Mike Knapp | Change Inertia

Change Inertia

Change Inertia

Posted by Mike Knapp in IT Management 20 Apr 2010

Earlier this week I had the opportunity to sit down and enjoy coffee with a colleague dealing with a daunting business process re-engineering task.  She’s working with a client that has not leveraged technology well in their current business processes.  Management recently hired a new CIO who has been hard at work getting approval and buy-in at the management level to automate many processes, but she’s finding great resistance actually implementing the improvements at every level.

Most of our talk surrounded change management and pacing, especially the concept of Change Inertia.  Change inertia is a lot like g-forces for jet fighters.  When companies change (be it processes, strategies or almost anything) they build up inertia.  Higher positive inertia makes changes easier.  When they don’t change, their inertia reduces.  When it reduces below zero, it becomes harder to overcome that negative inertia to implement change.

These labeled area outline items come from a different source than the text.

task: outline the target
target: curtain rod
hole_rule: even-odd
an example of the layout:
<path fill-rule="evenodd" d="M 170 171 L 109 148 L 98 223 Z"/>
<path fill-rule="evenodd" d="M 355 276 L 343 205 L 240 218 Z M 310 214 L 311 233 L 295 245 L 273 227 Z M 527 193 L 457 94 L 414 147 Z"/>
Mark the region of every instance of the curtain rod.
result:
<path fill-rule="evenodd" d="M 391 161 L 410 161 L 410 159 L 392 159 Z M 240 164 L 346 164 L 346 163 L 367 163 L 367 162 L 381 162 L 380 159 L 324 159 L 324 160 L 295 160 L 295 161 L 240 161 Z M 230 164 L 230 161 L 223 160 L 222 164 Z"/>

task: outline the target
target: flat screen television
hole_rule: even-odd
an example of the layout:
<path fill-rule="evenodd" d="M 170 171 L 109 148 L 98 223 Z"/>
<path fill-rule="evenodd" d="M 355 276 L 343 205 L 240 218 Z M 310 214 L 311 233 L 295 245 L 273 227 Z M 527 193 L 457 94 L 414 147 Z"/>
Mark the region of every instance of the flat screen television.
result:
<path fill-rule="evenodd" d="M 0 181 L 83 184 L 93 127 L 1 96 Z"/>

Change inertia applies strongly to soft areas – organizations, people and culture.  Processes and technology don’t care.

When a company has low or negative change inertia, generally it has become very comfortable with the “status quo” and change will be scary.  Extra care has to be taken to manage the pace of changes and minimize the discomfort (and potential impact) involved.

I’ve seen many companies that claim they want change (individuals or the organization), but the culture has very low change inertia, making implementing change incredibly difficult.  When there’s a major difference in the tolerance for change in any of the three areas (organization, people, culture), stumbles can occur easily.  Generally, pacing for the slowest group results in the least pain, but sometimes the changes simply can’t wait. That’s where skill in change management comes in – making the bug jumps seem like little ones.

What did I offer my colleague?  Start with little wins to build up confidence and inertia.  Take the big project, and break off some smaller, more manageable chunks to re-engineer.  Prove the benefits and get people comfortable with changes, then you’ll get more buy-in. She might even find that after a while, they drive the changes for her!

Do you have experience with change management situations like this?  Share your stories!